History and Types of Hybrid Bikes

From the moment first bicycles appeared on the European market in second half of 19th century, people strived not only to create highly specialized models that will be used in specific situations (such as racing, commutes on road, long trips, all-terrain drive, cargo transport), but also models that can be used in any situations. These bicycle designs are primarily used as road bicycles but are fully capable to go off the road or be easily managed by casual rides, children, regular commuters or anyone else. The defining characteristic of hybrid bicycles is their versatility, which can be noticed in their design as they avoid features that would push them too much in the direction of mountain bikes, racing bicycles, BMX’s or other types of bicycles that require very specific approach to their design.

Picture Of Sport Bicycle

In general principle, the most important characteristic of hybrid bicycles is their focus on being comfortable. This is achieved by taking all the best features from other bicycles and arranging them in several styles that are all commonly called as hybrid bikes. Most commonly, this includes lightweight frames, thinner wheels, support for multiple gears, straight handlebars, thinner wheels without grooves for off-road surfaces, cargo-carrying accessories and mounting points, water bottle, and more.

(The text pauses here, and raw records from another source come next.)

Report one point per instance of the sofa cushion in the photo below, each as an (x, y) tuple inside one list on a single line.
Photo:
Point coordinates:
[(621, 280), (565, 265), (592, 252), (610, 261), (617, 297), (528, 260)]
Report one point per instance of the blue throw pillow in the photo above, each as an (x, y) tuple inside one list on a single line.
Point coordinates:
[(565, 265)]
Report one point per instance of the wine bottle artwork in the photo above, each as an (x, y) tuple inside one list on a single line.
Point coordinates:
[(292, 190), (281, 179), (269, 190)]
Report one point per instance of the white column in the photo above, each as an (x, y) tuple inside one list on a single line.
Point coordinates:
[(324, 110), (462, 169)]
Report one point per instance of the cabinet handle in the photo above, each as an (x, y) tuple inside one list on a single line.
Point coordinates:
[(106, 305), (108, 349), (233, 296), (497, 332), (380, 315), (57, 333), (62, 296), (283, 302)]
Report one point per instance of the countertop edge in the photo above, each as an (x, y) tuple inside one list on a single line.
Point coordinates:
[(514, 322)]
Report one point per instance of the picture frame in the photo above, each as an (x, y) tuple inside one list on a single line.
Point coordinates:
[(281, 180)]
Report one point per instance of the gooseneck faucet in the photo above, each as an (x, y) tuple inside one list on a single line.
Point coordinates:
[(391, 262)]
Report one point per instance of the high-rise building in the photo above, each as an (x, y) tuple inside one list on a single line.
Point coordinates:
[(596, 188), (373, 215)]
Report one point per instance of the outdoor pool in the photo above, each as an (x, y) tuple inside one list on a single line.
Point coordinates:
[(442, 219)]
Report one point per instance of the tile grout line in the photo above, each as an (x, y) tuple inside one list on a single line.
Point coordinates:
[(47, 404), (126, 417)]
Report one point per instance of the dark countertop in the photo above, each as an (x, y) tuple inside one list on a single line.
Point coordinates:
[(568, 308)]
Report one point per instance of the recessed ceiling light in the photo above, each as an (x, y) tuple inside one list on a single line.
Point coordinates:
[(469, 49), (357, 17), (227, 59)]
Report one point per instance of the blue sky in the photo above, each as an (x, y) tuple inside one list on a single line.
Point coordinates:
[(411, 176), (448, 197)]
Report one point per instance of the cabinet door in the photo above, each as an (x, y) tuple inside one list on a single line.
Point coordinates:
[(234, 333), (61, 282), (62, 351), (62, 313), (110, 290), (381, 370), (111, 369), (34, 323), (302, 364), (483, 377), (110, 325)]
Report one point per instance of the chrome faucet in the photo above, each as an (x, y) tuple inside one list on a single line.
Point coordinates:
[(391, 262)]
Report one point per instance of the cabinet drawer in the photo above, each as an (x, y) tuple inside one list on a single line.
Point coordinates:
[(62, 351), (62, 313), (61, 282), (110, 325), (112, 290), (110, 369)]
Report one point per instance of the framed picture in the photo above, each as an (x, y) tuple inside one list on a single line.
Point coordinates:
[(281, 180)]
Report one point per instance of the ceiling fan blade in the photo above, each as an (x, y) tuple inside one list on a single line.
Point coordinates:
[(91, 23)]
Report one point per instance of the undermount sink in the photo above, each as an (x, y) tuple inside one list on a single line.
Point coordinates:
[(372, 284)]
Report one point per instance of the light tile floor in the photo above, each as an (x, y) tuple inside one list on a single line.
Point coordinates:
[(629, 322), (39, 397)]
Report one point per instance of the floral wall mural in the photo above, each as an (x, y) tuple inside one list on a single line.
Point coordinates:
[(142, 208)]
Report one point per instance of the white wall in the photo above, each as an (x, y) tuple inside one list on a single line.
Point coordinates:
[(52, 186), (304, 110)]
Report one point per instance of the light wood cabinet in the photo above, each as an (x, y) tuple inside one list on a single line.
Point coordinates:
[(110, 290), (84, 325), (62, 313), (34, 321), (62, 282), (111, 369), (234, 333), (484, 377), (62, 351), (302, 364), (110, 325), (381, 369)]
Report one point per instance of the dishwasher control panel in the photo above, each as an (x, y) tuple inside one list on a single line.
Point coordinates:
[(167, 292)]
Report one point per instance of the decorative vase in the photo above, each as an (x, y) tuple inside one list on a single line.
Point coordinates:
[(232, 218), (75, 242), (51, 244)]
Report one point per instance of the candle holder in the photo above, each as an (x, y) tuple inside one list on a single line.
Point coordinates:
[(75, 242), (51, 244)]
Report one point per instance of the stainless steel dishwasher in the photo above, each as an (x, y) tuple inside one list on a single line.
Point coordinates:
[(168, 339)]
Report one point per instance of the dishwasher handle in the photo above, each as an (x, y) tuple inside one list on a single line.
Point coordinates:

The five most popular sub-types of hybrid bicycles are:

Picture Of Racing Bikes
  • Trekking bike – “Lite” version of mountain bike bicycle that is intended to be used on paved surfaces. Often accessorized with pannier rack, lights, more comfortable seat, mudguards and more.
  • Cross bike – All-in-one bicycle that is slimmed down a bit so that it can be used in smaller sport/touring competitions on both paved and lightly rougher surfaces. It has reinforced brakes, tires and lighter frame, but still retains “casual” touch.
  • Commuter bike – Hybrid bicycle designed for longer bicycle commutes, with often with full fenders, carrier rack, and a frame that supports mounting racks for additional baskets of panniers.
  • City bike – While commuter bike is focused on longer trips, City bike is optimized for shorter trips in urban environment. It has design similar of those of mountain bike, but with more focus on ease of use, comfort, proper visual identification (lights, reflective surfaces). Many have fenders for protection in rainy conditions, but most does not have active suspension.
  • Comfort bike – The most simple to use hybrid bicycles that are used for trips on very small distances, usually for shopping and visiting nearby places. Almost none of them have active suspension, seat suspension or any other “advanced” accessory.